Ketika dia memikirkannya, pintu terbuka dan dua orang masuk.
"Kakek, Paman Li, kalian berdua datang!" Xu Xiyan berdiri ketika dia melihat yang datang adalah kakeknya Jing Huaduo dan kepala pelayan keluarga Jing, Paman Li.
"Yanyan!" Jing Huaduo tersenyum lembut saat dia berjalan memasuki kamar.
Pria tua itu memiliki rambut putih dan janggut panjang. Dia sudah berusia 71 tahun, tetapi dia masih sehat dan tidak memiliki masalah penglihatan atau pendengaran. Dia berjalan secepat angin dan menjaga punggungnya tetap tegak.
Keluarga Jing telah mempraktikkan pengobatan tradisional Cina selama beberapa generasi. Mereka membuka sebuah klinik bernama Balai Penobatan Tiongkok Renjing dan sebagai salah satu dokter tertua di sana, Jing Huaduo terkenal di seluruh dunia. Dia selalu merawat tubuhnya dan tetap bebas dari penyakit parah.
"Kakek, bukankah aku sudah bilang untuk tidak datang?" tanya Xu Xiyan. "Aku akan mengantar anak itu untuk menemuimu begitu dia sudah sembuh sepenuhnya."

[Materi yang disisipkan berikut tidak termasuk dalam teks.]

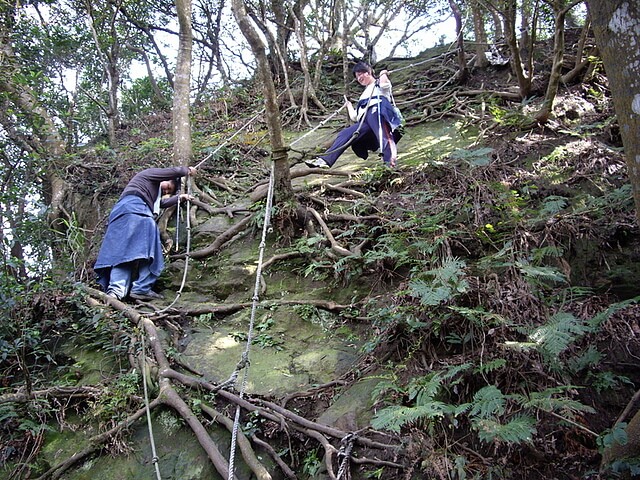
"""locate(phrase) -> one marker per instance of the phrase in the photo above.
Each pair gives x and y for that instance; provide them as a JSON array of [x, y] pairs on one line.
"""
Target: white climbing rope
[[245, 355], [154, 454]]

Dia mengambil sekeranjang buah dari Paman Li.
"Tapi aku sangat ingin melihat cicit perempuanku!"
Ketika Jing Huaduo mendengar bahwa cucunya akan kembali dan bahwa dia akan membawa putrinya yang berusia 4 tahun, dia ingin bertemu mereka sesegera mungkin.
Mereka seharusnya bertemu hari itu, tetapi Ying Bao tiba-tiba jatuh sakit. Ia memutuskan untuk pergi sendiri dan menemui mereka.
Jing Huaduo berdiri di samping tempat tidur dan melihat sosok kecil yang berbaring di sana.
Kulit gadis kecil itu agak merah muda, wajahnya penuh energi, tubuhnya cukup makan. Sekali pandang, dia tahu gadis kecil itu cerdas dan akan membawa mereka kebahagiaan di masa depan.
Begitu Jing Huaduo menatap Ying Bao, dia langsung jatuh cinta padanya.
Ying Bao menatap orang tua di depannya dengan mata berbinar. Dia sudah tahu kalau dia adalah kakek buyutnya dan tidak menunggunya untuk mulai berbicara.
"Aku tahu Kakek siapa," kata Ying Bao dengan suara kecilnya yang lucu.